In her compact but perfectly formed flat on the top floor of a white stuccoed house, in a once run-down but now regenerated square off the seafront in Brighton, Cass Richards brooded about her own life while she studied herself in the mirror and plucked at her stray eyebrow hairs. She screwed up her eyes, trying to get a good view through the detritus of necklaces and hairbands and scarves that hung over the sides of the glass. She really must declutter one of these days.

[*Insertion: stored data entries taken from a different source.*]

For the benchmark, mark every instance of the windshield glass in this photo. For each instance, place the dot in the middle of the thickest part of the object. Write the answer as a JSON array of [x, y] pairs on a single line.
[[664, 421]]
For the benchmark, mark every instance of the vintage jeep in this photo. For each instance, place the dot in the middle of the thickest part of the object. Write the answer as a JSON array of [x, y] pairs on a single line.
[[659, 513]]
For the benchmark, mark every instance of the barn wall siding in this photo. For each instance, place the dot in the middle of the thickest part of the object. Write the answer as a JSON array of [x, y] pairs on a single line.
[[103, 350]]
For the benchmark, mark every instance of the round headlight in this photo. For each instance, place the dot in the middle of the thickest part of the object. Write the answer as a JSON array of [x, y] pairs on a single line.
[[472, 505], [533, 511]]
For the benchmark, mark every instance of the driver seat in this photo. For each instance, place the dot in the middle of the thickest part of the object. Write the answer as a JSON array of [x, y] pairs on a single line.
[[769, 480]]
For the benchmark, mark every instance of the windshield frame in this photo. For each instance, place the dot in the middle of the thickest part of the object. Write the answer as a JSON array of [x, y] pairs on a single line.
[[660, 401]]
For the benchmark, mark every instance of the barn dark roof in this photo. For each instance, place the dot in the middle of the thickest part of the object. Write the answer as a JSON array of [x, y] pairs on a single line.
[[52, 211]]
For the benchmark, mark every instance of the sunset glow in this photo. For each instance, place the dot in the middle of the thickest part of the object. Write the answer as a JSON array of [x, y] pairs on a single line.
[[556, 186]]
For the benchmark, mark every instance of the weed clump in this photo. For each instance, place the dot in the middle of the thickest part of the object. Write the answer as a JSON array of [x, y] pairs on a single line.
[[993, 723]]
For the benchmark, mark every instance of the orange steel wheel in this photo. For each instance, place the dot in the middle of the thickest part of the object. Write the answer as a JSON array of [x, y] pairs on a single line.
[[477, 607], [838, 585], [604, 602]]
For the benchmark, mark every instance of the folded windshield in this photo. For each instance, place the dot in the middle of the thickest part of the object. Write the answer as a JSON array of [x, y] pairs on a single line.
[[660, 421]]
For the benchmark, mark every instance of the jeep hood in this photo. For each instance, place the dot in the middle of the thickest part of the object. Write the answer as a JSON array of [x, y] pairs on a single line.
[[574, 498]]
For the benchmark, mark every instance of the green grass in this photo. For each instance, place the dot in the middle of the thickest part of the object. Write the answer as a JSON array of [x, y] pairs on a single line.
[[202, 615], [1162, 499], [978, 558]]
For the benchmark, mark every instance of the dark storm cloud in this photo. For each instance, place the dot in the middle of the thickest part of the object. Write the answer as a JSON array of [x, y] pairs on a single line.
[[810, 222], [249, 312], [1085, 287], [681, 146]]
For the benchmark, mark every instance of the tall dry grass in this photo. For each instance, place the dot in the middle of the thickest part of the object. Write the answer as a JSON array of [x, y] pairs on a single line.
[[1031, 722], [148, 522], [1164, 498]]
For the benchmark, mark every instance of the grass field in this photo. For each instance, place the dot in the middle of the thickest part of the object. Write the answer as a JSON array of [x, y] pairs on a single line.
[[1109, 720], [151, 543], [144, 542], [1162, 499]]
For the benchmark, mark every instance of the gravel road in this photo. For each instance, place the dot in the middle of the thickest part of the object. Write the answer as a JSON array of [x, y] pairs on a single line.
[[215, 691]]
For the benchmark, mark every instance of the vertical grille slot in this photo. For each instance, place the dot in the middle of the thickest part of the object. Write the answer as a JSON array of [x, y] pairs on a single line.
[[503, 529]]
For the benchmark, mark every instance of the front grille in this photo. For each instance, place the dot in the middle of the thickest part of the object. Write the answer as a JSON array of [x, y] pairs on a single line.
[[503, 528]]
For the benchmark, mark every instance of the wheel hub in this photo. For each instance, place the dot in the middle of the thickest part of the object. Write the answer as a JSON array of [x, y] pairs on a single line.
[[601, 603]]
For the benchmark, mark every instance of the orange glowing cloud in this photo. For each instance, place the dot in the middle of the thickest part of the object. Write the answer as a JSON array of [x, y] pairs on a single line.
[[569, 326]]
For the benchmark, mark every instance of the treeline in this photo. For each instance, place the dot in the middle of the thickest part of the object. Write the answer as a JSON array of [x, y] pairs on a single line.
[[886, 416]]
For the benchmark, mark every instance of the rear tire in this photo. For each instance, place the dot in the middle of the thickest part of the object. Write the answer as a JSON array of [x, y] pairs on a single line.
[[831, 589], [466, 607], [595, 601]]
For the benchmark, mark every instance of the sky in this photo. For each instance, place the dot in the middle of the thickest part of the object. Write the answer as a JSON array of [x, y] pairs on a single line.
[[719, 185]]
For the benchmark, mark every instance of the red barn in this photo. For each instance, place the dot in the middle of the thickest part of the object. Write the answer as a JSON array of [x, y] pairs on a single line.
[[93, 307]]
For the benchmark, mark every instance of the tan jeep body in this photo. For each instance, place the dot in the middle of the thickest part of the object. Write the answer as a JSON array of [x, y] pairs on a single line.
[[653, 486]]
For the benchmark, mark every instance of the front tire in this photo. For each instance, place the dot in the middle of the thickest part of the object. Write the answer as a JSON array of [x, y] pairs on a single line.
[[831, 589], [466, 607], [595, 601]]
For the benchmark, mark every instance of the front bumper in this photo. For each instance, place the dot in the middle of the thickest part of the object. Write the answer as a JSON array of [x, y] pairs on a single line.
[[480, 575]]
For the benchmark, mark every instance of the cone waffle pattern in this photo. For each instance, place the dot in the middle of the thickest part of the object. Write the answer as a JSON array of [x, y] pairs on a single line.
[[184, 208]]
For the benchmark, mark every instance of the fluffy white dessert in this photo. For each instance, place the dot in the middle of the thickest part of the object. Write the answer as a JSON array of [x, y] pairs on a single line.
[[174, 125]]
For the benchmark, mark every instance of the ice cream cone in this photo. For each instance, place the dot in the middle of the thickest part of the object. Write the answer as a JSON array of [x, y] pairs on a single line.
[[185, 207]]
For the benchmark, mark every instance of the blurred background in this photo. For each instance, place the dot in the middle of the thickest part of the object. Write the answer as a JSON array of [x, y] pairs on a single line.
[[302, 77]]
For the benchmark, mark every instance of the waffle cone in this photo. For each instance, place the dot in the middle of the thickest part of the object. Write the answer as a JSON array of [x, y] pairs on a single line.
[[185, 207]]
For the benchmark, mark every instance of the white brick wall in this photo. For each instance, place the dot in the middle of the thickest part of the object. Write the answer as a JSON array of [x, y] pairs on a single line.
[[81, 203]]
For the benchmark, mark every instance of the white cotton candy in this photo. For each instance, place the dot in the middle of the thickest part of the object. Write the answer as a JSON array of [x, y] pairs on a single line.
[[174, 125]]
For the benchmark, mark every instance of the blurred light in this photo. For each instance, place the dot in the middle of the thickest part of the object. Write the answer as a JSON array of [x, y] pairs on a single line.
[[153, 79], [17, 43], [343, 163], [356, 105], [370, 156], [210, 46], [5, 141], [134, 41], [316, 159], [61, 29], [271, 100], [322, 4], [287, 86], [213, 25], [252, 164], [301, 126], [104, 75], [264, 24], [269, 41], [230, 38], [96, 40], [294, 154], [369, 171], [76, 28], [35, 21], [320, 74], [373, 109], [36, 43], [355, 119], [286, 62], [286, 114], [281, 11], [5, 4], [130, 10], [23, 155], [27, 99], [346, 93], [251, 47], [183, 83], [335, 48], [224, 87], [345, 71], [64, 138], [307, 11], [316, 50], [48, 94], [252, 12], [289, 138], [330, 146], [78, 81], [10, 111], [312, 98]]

Her hair was freshly washed and wrapped in a towel. A choice of two outfits was laid out on her bed next door. It was Saturday night and, as on most Saturday nights, that meant going out. Usually to a party or a dinner. Tonight was a party. A friend of a colleague was celebrating something or other, she forgot what. They all blurred into one endless event after a while. This one was being held in the colleague’s friend’s house in Rottingdean. She knew the one, a characterful flint-walled pile near the pond. She had often driven past it. Admired it from a distance. It promised to be fun. If the friend owned the property, he – or it might have been a she, she couldn’t remember – must be doing OK, so hopefully there would be some interesting people there. By which she meant useful people. Good contacts. She was always on the lookout for good contacts.
She treated these events like work. Dressed smartly. No more than one glass of wine. No shovelling in the canapés like it was your last meal. Network, network, network. You couldn’t overestimate the importance of making new connections.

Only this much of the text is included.